「環境文化創造センター」の英文名称Environmental Culture Co-creation CenterのEnvironmental Culture(環境文化)は環境哲学者プラムウッド※1,Co-creation(共創)は経営学者プラハラッド※2が提唱したものを参照しました.
「環境文化」とは,人間の外側に自然環境があるのではなく,人は常に自然とのつながりの中にあり,人のある行為が自分にどのように還ってくるのかという視点から人と環境のつながり全体を考えることを意味します.(民族主義的な単一的な価値に基づく「文化」のように)単眼的な基準による決めつけではなく(複眼的で多様性を重視するケイパビリティ※3指向といいます),時間軸を長くとり,声なきものへもケアすることのできる開かれた文化を発展させたいとの考えが,Environmental Cultureという名称に込められています.
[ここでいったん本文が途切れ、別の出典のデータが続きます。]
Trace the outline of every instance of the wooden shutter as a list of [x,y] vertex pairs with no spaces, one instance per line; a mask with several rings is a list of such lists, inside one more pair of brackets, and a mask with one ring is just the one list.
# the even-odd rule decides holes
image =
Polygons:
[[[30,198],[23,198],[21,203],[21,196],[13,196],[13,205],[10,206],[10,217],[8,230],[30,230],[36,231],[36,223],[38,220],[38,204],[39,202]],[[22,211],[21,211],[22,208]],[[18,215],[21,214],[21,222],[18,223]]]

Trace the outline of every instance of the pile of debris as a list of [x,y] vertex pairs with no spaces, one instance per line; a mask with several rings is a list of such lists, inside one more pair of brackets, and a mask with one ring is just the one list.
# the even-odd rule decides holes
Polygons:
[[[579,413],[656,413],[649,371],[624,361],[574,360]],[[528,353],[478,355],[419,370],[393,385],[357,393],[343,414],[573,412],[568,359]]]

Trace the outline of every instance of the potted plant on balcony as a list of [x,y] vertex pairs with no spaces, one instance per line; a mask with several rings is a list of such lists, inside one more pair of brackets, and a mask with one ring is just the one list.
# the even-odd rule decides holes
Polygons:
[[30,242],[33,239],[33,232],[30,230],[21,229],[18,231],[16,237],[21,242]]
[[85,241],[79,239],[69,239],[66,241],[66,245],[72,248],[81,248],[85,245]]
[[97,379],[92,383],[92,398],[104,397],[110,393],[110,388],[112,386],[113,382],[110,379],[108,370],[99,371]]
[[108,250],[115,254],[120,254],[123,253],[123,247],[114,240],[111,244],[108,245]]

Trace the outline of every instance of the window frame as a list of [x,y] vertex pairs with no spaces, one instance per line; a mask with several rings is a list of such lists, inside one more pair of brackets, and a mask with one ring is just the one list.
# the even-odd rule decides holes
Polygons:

「創造」ということにおいても,人が単独で行うだけではなく,人びとが情報共有をし,相互に関わり合う中から生まれるオープンなイノベーションも大事です.そのような共に創るという意味合いをこめて,「創造」のところをCo-creationとしました.共創のプロセスは,例えば,1) 生産と消費の相互作用による一体化から始まります.それはPrice(価格)がつく一方通行のサプライ・チェーンだけではなく,多様なValue(価値)を視座とする双方向,循環型のバリュー・チェーン※4の世界です.公害問題が典型ですが,一方通行は責任先送りにつながり,循環は責任が付いて回ります.この辺りが共有,共感されますと,2) 共感する者によるコミュニティが形成され,それが3) 一種のブランドにもなります.
以上のプロセスは,実は自由学園のこれまでの一貫教育と整合しています.例えば,市場から材料を購入して,調理・加工して,料理や木工品をつくるだけではなく,自由学園で生活する子どもたちは,その材料をつくる最初のところ,いのちを受け継ぎ育てるところからはじめ,いのちを頂き次世代に渡すという全体の循環プロセスを学んでいます.また,そのようにして気づき(築き)あげたもの(文化)を,仲間と生活し,関係団体と協働する中で実践してきました.
これからもそのような文化を共創しつつ,小さな社会から大きな社会へ,次の200年※5に向けて共進化※6して行きたいと思うのです.
文:杉原弘恭(環境文化創造センター長)
※1 Plumwood, Val (2002) Environmental Culture : The Ecological Crisis of Reason.
※2 Prahalad, C.K. (2004) The Future of Competition: Co-creating Unique Value with Customers.
※3 Sen, A. (2006) Identity and Violence: The Illusion of Destiny
※4 ISO26000 Guidance on Social Responsibility
※5 自由学園創立者の羽仁もと子先生は,「人一人の教育には十代(300年)かかる」といわれた.
※6 Foxon, T.J. (2009) A Coevolutionary Framework for Analysing a Transition to a Sustainable Low Carbon Economy, etc.